Dark blood dripped from the arrow impaling his chest and the blades of her bow cut into his shoulder and side.
“Ava? You’re so bright. I can barely stand to look at you,” he said. His brows furrowed as he held her face in his hand. “Oh, I will never again see Blood Rock. Or feel the warmth of your body lying next to me.”
“Minervin can help. He will find the cause of this disease and he will cure you,” she assured him, blinking back the tears that came to her eyes at the sorrow in his tone.
“Ne, I feel the darkness eating away at my spirit. For the longest time, I felt myself lost to it, consumed by an insatiable hunger to murder and feed. I followed the will of a lord whose words I did not understand.” He drew up her hand that still held the bow and placed the blade at his neck. “You must end it.”
“No, I – I cannot.”
“You must. I will help you. I would rather die free than live as a slave to a faceless master whose worth has not been tested. Anarchaen Mulgrath would leave my soul to wander the oceans for eternity if that happens.”
Ava blinked, at a loss for solutions to help and nodded, hesitantly. Malgorn wiped away the tear that fell from her eye with a large finger.
“You cry for me? Terrebelle would have never shown such weakness. How strange that such useless emotion would gladden my heart,” Malgorn said, before helping her slide the bow’s blade across his throat.
His body fell lifelessly on top of her, and Ava let his weight crush her as she struggled to stifle a wail. She pushed him off her carefully and sat there. As she tried to think of what to do next, she was roughly pulled to her feet and pinned against a shack’s wall.
“How far is your wizard with the ship?” Crastius barked at her, his sour breath pelting her face.

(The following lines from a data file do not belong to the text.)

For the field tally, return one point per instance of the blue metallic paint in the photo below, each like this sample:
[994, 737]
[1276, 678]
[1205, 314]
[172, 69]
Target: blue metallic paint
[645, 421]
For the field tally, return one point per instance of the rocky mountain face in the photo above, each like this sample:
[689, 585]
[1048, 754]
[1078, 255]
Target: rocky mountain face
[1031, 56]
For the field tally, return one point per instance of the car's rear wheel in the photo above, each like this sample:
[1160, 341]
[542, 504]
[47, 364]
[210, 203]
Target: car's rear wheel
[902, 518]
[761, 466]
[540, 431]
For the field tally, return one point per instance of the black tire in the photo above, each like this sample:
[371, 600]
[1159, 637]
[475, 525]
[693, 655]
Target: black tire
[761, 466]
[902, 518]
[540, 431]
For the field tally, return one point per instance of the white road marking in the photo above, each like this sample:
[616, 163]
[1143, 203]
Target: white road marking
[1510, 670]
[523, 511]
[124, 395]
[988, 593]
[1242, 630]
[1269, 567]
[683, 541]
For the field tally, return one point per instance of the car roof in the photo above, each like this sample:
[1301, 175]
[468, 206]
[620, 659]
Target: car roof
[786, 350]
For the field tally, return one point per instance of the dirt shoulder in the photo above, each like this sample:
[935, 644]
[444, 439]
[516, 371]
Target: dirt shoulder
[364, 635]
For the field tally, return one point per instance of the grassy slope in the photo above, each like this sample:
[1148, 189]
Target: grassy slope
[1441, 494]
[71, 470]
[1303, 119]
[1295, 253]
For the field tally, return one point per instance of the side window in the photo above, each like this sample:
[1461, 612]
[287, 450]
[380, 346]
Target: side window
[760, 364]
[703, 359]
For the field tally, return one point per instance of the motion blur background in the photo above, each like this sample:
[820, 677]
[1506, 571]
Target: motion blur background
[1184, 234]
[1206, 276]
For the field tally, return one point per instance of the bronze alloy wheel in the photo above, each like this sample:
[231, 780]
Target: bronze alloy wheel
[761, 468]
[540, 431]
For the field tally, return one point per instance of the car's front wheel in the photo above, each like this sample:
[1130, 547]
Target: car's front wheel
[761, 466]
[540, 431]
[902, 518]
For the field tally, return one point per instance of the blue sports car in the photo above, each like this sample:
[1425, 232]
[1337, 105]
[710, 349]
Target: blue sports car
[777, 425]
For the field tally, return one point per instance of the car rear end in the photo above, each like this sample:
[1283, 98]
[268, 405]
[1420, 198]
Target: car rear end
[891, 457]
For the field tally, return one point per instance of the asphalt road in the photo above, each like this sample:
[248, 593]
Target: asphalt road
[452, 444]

“What?” Ava asked, dazed by the sudden question.
“Wake up, girl!” he muttered, shaking her roughly by the collar. “How much will it cost me to buy passage on your ship? I know there’s something evil roaming this land. That it’s got your wizard running. It’s that sorcerer’s doing, I know it. I heard him talking to no one in a tongue I’d never heard before, and then I heard no one answer him. ‘Twas the Reaper’s voice, I tell you. I’ve experience sailing ships. You will need a captain now that the orc is dead.”
“Let go of me!” Ava pushed him from her. “Get away from him, you scavengers!” she yelled, pushing one of the Outpost denizens away from Malgorn’s body and scattering the rest. Already, his great Warhammer was nowhere to be seen. Ava collected her remaining arrows and sat at his chest, putting a protective hand over his chilling body and warning everyone away.
“Fern’s breath, girl. Don’t tell me you loved that savage!” Crastius exclaimed behind her.